Se Prodi cadrà, la sinistra scomparirà

Autore: Eugenio Scalfari
Fonte: La Repubblica

L´ampliamento della base militare Usa a Vicenza sembrava una piccola cosa, una bega di cortile. Invece, con una reazione a catena, sta provocando un parapiglia. Rifondazione, Verdi, Comunisti e pacifisti sciolti e a pacchetti pretendono, quasi come ritorsione, che l´Italia si ritiri dall´Afghanistan dove il nostro contingente sta da cinque anni sotto le bandiere della Nato in quanto Paese membro della Nato e sta sotto le bandiere dell´Onu in quanto Paese membro dell´Onu.
Il rischio d´una crisi di governo si profila. Il rifinanziamento della missione si farà con decreto, ma poi, entro marzo, il decreto dev´essere convertito in legge. Il rischio che almeno al Senato la conversione sia respinta esiste ed è decisamente elevato. Sono sei o sette i dissidenti dell´estrema sinistra decisi a votare contro anche a dispetto dei rispettivi partiti e non pare, allo stato dei fatti, che valga a recuperarli qualche solenne promessa di ridiscutere con gli alleati gli obiettivi e la natura della missione e neppure la blindatura del voto di fiducia.
La verità è che la loro dissidenza non è controllabile dai partiti di appartenenza. Di provocare la caduta del governo se ne infischiano. Si direbbe anzi che la auspichino. L´errore fu d´averli portati in Parlamento pur conoscendone il carattere e l´ideologia del tanto peggio tanto meglio che alligna in quelle teste pseudo-rivoluzionarie.

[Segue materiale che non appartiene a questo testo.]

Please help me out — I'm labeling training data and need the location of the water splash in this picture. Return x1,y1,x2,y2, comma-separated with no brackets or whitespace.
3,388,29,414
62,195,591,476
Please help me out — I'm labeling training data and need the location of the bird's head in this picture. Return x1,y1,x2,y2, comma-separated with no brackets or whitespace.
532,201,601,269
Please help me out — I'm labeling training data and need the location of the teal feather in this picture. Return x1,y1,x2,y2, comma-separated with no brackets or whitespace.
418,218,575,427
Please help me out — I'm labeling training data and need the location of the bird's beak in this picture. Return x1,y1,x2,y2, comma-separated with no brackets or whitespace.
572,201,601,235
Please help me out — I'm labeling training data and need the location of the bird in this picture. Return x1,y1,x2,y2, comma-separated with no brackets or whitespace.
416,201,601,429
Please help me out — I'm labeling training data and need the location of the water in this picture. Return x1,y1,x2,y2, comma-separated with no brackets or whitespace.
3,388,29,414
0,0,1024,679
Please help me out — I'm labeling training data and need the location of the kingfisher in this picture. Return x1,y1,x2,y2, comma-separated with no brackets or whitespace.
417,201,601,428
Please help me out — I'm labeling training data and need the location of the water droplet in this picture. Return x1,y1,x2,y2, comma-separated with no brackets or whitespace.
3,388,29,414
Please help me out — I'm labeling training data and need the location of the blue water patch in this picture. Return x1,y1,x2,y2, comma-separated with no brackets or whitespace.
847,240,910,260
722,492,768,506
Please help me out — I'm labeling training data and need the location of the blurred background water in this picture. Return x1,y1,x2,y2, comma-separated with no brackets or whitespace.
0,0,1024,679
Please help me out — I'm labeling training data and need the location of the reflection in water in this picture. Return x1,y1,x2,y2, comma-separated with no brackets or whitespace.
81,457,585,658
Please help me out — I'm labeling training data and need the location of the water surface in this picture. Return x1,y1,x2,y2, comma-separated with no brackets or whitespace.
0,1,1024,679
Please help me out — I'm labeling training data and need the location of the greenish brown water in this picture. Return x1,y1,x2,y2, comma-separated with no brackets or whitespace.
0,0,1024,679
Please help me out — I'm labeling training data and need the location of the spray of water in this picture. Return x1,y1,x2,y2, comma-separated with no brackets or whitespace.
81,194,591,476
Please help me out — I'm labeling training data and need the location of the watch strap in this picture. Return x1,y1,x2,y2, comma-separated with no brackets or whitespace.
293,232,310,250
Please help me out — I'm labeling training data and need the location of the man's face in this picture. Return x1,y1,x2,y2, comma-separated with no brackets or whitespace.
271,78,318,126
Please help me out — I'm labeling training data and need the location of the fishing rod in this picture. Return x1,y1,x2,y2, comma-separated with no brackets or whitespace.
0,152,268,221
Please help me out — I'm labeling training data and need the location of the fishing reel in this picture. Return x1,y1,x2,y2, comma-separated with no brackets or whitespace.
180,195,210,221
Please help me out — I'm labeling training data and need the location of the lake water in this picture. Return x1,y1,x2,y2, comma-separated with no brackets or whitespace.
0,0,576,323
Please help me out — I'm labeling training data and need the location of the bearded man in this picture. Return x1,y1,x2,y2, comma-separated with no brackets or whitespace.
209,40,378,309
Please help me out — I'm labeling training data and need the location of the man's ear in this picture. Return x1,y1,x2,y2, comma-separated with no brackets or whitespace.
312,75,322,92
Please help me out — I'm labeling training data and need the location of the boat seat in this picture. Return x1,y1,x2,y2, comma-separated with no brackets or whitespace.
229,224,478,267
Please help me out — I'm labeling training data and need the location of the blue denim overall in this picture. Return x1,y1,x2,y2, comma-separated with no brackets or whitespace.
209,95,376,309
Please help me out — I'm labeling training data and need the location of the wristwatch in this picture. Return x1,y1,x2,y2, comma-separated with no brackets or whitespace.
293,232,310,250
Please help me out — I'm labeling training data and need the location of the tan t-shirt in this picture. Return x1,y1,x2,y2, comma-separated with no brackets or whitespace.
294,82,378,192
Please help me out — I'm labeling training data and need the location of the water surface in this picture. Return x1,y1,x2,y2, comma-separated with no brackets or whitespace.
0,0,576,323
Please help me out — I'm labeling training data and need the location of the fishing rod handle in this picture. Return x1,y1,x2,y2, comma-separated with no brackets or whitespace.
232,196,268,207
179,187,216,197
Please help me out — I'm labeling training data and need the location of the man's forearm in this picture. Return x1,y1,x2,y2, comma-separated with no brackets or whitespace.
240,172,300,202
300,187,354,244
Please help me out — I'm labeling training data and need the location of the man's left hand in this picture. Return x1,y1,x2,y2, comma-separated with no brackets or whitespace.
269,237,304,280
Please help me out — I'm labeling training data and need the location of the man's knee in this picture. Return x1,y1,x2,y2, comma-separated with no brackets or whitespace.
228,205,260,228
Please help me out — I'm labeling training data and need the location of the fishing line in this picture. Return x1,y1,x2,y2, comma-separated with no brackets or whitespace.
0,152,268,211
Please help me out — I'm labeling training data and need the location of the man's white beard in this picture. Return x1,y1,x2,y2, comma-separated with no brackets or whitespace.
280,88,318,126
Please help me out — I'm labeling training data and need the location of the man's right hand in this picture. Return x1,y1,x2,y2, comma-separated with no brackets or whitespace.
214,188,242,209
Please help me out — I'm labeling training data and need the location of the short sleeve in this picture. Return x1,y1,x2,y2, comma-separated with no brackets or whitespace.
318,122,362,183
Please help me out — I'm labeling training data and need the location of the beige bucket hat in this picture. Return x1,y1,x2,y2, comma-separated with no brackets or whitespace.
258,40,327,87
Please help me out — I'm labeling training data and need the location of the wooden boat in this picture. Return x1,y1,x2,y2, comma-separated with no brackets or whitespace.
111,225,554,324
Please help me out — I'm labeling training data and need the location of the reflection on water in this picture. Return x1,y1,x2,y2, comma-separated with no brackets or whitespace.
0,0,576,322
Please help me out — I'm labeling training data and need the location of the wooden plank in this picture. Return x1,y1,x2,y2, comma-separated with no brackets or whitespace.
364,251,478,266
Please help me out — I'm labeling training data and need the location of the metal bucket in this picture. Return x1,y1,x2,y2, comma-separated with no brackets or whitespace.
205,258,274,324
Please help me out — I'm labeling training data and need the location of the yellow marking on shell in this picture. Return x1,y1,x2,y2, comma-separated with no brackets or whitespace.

Ci sono tre possibili alternative a questi ipotetici accadimenti. La prima è di riuscire a convincerli. Improbabile. La seconda è appunto di blindare il voto con la richiesta di fiducia: esito molto incerto. La terza è una votazione non blindata con il soccorso bianco ma determinante da parte dell´Udc e forse perfino di Forza Italia. Che però potrebbe determinare, a quel punto, non la semplice dissidenza d´una manciata di cani sciolti, ma di interi partiti della sinistra massimalista e uno spettacolare cambio di maggioranza.
Se questa terza ipotesi diventasse realtà, il Capo dello Stato dovrebbe rinviare il governo alle Camere prima di accettarne le dimissioni. Si potrebbe allora verificare che la maggioranza di centrosinistra, cui Prodi dovrebbe rivolgersi per ottenere la riconferma della fiducia, gliela votasse riconfermandolo in carica e archiviando per altri sei mesi la questione afgana (e di conseguenza anche quella vicentina).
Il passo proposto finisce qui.